The radio was silent a moment, then: “Let’s say half of what you’ve got now, as long as they’re good with a gun. Definitely you, Jimmy, and Alan. And Franklin. He still hanging in there?”
Franklin waved to get her attention, violently shook his head, and silently mouthed, “Tell him I fell and died.”
She locked eyes with him and held down the button, a smile playing at the corner of her mouth. “He’s right here, says he’d be happy to stay out here as long as you need him to.”
Franklin groaned and turned away from her.
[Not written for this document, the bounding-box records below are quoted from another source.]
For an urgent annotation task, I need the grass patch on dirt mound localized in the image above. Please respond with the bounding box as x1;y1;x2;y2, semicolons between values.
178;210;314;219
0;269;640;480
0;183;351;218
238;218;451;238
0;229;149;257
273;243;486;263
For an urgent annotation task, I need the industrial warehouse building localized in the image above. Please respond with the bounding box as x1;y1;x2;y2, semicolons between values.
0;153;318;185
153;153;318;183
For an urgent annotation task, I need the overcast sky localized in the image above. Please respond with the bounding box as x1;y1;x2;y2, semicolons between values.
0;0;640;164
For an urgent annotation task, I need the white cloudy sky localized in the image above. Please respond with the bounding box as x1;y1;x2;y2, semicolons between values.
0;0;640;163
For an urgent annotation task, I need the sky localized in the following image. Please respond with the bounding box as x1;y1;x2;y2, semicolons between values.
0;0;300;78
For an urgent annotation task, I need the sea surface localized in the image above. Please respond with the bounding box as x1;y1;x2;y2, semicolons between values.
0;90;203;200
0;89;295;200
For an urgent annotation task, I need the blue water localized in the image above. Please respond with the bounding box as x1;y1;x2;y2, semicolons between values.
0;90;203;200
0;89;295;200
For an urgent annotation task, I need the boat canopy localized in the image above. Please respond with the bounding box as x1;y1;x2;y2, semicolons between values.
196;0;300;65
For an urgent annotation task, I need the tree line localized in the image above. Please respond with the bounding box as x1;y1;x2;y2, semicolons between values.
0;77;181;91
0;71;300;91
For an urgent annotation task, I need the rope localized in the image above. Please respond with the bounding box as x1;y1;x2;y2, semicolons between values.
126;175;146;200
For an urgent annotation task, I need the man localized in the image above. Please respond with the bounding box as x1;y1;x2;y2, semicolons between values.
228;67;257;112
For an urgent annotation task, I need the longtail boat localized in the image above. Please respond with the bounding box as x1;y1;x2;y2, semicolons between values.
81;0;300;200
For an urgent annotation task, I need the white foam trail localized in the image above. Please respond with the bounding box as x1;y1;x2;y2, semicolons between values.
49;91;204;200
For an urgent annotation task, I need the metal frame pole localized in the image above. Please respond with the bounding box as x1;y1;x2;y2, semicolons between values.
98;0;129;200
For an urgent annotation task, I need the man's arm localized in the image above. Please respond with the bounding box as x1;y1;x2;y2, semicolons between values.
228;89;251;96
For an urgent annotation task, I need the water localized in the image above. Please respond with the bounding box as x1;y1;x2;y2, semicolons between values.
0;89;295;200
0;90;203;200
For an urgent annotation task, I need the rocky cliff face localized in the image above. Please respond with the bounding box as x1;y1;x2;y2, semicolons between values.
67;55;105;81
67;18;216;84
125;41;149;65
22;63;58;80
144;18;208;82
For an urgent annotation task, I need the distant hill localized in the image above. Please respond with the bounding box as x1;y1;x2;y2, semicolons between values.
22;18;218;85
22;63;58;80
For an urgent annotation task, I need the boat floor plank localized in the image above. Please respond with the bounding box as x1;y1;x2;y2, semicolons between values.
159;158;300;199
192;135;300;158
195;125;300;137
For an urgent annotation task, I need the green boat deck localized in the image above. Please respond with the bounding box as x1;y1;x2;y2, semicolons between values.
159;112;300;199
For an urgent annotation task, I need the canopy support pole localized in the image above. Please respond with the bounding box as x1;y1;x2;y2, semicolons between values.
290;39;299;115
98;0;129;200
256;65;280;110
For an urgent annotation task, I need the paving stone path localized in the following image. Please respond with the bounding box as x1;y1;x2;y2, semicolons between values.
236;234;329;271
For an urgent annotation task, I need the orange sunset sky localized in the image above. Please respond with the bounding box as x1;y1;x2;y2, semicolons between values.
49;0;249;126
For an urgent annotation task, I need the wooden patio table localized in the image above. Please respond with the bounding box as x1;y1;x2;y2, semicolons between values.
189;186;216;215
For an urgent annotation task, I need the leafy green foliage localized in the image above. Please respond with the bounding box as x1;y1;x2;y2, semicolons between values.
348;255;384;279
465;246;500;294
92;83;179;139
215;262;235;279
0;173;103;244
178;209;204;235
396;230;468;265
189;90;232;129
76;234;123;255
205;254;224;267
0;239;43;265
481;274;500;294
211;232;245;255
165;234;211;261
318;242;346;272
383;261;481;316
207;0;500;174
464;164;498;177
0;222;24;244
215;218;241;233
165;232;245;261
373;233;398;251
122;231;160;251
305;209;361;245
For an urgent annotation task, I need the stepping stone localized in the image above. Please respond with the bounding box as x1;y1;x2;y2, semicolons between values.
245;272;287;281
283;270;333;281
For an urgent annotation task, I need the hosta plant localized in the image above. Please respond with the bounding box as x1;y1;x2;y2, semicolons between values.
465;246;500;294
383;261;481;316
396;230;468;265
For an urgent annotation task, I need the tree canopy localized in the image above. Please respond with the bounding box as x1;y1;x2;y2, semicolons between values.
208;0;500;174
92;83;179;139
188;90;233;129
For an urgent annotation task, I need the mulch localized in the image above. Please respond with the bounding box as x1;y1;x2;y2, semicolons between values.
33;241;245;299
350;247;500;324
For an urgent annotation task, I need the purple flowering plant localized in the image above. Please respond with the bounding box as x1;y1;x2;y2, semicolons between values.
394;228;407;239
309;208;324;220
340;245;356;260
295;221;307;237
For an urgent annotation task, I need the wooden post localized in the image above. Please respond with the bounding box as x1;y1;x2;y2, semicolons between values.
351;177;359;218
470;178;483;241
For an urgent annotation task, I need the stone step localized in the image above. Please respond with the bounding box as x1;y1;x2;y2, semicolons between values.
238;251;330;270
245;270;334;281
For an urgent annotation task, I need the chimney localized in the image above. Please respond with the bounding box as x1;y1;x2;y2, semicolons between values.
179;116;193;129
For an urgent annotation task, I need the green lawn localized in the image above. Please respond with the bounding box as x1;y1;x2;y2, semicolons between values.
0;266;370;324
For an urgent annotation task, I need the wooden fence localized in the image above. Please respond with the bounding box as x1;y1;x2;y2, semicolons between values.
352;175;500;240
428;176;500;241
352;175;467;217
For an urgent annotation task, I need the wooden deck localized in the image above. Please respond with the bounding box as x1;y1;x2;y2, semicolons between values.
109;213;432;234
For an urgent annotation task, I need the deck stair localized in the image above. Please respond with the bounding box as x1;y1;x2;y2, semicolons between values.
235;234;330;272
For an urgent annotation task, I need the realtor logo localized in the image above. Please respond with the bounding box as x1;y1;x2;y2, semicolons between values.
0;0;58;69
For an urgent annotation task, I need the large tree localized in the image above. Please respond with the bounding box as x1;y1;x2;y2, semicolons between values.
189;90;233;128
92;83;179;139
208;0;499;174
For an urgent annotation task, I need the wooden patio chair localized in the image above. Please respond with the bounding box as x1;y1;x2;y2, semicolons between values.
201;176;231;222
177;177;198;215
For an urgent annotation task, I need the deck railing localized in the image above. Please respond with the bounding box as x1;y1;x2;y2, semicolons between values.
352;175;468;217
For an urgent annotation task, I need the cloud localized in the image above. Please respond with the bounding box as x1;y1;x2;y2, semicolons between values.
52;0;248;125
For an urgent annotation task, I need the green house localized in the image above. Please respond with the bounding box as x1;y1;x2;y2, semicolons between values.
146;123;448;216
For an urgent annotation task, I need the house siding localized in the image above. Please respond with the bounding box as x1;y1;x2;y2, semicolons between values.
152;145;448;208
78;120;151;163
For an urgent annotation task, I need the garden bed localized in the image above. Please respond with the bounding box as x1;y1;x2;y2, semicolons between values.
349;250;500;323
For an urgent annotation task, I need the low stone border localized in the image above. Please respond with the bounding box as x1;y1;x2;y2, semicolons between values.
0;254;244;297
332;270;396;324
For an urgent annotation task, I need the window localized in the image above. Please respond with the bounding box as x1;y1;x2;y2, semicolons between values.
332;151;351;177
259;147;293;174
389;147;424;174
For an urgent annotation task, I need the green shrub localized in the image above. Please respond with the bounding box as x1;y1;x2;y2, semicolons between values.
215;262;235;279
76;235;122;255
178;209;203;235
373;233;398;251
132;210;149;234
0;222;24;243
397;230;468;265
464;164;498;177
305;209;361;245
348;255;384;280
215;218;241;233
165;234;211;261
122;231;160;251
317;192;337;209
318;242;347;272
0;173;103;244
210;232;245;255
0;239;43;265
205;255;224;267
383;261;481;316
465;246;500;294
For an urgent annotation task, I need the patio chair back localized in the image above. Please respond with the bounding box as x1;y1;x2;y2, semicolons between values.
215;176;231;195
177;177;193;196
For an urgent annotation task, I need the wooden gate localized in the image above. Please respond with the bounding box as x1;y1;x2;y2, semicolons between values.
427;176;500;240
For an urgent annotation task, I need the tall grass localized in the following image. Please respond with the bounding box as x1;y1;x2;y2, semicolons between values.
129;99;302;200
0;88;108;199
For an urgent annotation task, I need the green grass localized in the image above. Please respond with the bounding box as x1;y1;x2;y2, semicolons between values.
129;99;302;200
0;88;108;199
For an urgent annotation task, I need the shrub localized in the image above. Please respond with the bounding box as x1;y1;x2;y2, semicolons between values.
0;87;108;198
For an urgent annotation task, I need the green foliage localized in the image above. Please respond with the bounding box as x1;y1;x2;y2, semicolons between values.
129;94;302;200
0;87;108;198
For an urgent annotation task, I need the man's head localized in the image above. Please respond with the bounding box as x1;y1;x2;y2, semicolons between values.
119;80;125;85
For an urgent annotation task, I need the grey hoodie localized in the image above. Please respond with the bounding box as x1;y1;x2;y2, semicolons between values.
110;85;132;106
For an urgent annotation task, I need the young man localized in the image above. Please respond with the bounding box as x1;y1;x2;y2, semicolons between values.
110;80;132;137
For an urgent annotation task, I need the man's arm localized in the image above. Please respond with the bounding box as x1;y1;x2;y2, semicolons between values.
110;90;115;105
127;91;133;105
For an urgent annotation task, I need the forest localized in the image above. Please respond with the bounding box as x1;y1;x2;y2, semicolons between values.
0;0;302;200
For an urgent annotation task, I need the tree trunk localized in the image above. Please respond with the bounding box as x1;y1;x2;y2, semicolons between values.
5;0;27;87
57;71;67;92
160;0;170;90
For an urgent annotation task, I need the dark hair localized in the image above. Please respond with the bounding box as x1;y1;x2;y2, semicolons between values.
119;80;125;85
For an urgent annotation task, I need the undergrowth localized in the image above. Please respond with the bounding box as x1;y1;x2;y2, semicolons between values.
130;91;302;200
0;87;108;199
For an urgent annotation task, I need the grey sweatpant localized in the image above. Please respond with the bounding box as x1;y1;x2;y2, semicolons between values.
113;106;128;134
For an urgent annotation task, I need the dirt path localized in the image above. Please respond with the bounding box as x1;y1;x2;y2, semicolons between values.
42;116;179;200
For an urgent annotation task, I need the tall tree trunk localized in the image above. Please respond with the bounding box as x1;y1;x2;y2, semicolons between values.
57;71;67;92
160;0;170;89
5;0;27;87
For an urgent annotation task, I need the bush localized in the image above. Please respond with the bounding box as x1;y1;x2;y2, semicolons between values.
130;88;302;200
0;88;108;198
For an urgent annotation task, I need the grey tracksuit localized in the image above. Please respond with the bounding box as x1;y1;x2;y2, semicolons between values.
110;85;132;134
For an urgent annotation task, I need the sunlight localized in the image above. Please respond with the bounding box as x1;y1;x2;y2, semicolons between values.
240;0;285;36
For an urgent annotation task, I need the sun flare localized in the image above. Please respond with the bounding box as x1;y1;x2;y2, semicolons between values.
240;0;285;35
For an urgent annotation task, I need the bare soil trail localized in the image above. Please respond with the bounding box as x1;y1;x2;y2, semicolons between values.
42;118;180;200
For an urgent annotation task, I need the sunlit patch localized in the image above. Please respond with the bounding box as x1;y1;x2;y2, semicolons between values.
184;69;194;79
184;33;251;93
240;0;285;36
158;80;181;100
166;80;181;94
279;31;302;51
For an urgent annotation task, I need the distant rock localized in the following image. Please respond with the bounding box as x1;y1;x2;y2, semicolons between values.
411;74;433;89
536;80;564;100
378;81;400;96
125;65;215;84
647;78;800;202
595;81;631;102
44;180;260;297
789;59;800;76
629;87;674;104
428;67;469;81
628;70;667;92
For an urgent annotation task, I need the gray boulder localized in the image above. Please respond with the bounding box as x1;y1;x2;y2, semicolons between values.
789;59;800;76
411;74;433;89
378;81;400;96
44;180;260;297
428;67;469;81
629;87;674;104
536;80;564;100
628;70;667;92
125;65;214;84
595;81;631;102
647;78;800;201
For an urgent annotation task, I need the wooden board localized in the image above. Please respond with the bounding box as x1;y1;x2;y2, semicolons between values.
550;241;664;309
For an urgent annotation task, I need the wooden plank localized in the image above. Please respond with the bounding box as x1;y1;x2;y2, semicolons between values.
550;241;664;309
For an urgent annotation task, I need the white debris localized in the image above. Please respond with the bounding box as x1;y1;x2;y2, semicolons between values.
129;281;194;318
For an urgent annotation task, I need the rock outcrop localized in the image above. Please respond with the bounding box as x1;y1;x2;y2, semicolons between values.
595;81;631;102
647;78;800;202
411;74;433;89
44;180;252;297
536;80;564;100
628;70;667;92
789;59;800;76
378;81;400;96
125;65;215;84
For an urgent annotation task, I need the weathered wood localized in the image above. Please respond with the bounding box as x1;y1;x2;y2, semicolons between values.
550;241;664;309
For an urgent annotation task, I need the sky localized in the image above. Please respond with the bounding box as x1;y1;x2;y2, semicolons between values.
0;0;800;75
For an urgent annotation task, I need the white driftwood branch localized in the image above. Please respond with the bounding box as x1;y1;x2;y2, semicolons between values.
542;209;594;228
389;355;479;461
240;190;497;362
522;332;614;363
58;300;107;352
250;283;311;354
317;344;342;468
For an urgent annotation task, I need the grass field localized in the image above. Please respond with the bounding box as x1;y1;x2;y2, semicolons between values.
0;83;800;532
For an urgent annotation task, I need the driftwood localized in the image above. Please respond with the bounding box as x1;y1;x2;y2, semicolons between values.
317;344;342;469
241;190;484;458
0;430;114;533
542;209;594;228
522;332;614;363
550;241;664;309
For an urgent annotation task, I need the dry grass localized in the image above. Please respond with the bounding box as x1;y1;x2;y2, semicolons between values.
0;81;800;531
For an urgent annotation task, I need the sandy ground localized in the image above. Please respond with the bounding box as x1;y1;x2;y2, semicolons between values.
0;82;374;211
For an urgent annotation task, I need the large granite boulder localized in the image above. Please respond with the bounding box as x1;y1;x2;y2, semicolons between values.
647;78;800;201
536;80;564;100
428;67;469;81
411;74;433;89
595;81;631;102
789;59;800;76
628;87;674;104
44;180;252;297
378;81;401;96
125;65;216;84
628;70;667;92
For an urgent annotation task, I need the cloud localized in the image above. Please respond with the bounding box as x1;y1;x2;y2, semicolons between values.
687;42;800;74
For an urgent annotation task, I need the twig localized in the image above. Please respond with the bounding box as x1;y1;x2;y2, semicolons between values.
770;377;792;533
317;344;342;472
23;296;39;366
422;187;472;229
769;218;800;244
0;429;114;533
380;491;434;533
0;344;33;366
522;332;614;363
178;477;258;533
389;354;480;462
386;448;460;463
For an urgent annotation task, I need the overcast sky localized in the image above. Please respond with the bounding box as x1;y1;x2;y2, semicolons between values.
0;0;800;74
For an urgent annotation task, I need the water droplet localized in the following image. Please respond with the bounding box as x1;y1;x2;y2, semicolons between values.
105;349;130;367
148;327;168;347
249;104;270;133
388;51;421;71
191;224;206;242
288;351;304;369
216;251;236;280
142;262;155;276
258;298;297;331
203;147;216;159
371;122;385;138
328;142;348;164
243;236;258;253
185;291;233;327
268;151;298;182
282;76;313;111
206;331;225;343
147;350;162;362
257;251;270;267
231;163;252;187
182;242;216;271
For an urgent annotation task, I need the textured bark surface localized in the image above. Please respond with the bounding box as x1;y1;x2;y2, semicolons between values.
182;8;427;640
Howell laughed. “Yeah, sure he does. Tell him a night out in the cold will make the school feel that much warmer when he gets back.”
“You got it. We’ll keep redecorating and get this place a bit more homey.”
“Good deal. Keep your walkie-talkie close. I’ll check in later. Over.”
Terri stared blankly at the radio, too shocked at finally hearing Howell say the word to even think about how miserable the next few hours would be, or that he technically should have used “out” instead of over. Baby steps.
When she looked up, Franklin stood glaring at her from a few feet away.
“Oh, come on,” she said, clipping it back onto her coat and heading for the ladder. “You know he would’ve made you stay anyway.”
“This is a draft,” he called after her as she descended the rungs and disappeared beneath the ledge. For several seconds he stayed rooted to the spot out of sheer defiance, but after realizing no one was around to witness his act of rebellion, gave in and walked over to the ladder.
Terri grinned up at him from the middle rung, where she’d stopped her descent to wait for him. “That’s a good soldier.”